The article starts with her entering the clinic for treatment and sharing feelings of sadness because she’s been fighting depression with medication and therapy for almost 10 years but “felt worse than ever.” Many people with PTSD, unfortunately, can relate to a lengthy struggle with their symptoms.

“People who are severely depressed, suicidal, and might otherwise need hospitalization may get better as quickly as 24 hours after their first dose.”

John Krystal, MD
Yale School of Medicine

The article continues with a history of ketamine and research conducted by Harvard Medical School and Yale. There’s a great quote from Dr John Krystal that reads, “People who are severely depressed, suicidal, and might otherwise need hospitalization may get better as quickly as 24 hours after their first dose [of ketamine].”

Dr Krystal’s credentials include; Professor of Translational Research and Professor of Psychiatry and of Neuroscience; Co-Director, Yale Center for Clinical Investigation; Chair, Department of Psychiatry; Chief of Psychiatry, Yale-New Haven Hospital; Director: NIAAA Center for the Translational Neuroscience of Alcoholism; Director, Clinical Neuroscience Division, VA National Center for PTSD. He’s a leading expert in alcoholism, schizophrenia, depression, and PTSD, so his comments carry considerable weight.

Allegra writes about the potential risks of ketamine therapy and the importance of finding a clinic that prioritizes safety. If readers are interested in the learning about the physicians we partner with check out our blog post Why Is It Important For A Doctor To Be Board-Certified?

She gets into cost for ketamine therapy, and the range she found in Los Angeles was $450-750. This is consistent with what we see nationally, although prices can be a little lower and significantly higher. Allegra writes that at the time her article was published she was waiting to find out if her insurance will cover treatment. In our experience it’s very rare for insurance to cover ketamine infusion therapy and patients should be fully prepared to spend thousands of dollars out of pocket to cover treatment. For contrast, someone on testosterone replacement therapy may spend $2-5,000 a year out of pocket on medication and a pack-a-day smoking habit can cost over $3,000 a year.

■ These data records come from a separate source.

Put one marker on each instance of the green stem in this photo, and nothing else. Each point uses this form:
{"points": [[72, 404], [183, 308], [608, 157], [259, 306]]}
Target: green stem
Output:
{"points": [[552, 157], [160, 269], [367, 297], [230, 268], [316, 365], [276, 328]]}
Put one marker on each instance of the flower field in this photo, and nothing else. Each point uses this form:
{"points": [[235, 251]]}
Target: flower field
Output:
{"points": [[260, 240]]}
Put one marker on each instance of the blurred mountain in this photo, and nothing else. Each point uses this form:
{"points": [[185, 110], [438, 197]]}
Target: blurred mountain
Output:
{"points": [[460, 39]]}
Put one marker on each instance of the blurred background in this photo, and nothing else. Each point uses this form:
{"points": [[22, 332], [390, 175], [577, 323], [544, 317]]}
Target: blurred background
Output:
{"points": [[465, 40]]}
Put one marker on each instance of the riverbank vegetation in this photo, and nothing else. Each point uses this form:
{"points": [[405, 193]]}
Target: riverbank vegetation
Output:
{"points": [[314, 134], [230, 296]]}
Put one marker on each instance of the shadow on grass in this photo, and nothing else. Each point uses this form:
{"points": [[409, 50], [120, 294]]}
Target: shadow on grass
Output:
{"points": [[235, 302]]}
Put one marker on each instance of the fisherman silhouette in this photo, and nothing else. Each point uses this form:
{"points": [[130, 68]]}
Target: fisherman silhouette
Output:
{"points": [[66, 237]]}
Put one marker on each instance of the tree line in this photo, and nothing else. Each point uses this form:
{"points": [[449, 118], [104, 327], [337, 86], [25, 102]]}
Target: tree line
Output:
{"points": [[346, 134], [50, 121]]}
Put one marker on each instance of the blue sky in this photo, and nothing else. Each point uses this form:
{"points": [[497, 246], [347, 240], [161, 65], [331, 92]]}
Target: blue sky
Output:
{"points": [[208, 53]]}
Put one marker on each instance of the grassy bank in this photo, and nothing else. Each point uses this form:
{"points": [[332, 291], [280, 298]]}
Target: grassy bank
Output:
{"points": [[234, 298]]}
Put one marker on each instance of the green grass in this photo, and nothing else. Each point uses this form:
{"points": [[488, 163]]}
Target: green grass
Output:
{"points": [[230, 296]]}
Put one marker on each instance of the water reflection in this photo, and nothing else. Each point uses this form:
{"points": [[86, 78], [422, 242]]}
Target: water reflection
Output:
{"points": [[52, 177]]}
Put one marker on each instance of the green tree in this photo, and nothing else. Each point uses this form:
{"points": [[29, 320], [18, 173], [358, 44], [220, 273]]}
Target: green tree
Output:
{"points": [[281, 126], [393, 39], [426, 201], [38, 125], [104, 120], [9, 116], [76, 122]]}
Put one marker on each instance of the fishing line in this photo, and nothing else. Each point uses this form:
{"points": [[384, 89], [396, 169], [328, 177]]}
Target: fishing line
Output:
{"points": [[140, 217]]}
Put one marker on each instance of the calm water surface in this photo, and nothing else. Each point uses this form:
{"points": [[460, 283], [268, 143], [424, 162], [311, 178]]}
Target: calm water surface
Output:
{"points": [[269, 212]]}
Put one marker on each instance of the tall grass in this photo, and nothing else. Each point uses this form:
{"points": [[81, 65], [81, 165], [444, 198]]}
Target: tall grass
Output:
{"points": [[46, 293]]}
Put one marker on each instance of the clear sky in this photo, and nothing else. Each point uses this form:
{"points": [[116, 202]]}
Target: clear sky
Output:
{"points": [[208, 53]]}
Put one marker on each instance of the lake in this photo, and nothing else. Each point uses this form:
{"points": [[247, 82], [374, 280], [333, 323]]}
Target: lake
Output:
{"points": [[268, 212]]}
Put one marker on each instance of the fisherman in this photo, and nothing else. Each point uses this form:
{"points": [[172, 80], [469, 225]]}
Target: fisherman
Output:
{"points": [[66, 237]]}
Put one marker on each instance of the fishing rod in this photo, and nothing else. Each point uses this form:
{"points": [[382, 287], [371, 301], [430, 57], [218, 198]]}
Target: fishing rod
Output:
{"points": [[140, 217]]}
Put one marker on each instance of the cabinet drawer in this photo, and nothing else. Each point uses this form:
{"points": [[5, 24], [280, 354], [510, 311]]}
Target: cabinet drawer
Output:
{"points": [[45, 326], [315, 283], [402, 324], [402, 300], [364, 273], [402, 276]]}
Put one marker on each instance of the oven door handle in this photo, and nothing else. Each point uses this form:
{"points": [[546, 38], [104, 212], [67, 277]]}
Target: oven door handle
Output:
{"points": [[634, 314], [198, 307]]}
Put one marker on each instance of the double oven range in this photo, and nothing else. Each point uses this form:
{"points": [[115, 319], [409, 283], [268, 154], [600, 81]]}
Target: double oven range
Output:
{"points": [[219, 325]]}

Allegra talks about the relief she experienced with her multiple treatments. She wrote that her first two treatments did not feel effective, but “After my third infusion, though, I began to feel significantly better. Many of my symptoms subsided, I felt “lighter,” and I laughed a lot more.” Many patients will benefit from 4-6 infusions over a period of time, followed by maintenance doses depending on their body reacts to treatment.

The article wraps up with comments about what to look for in a clinic that offers ketamine. These include a willingness to collaborate with your other healthcare providers, being transparent about the uncertainties of ketamine treatment (not everyone will have the same result), and ensuring the clinic has appropriate safety measures in place.

These are great suggestions and we welcome those seeking care through us to ask any questions you find helpful.

Allegra closes the article like this:

“For those of us who have spent a long time suffering and who have been unable to find an effective treatment, ketamine therapy offers a ray of hope. For some of us, that hope can be life-saving.”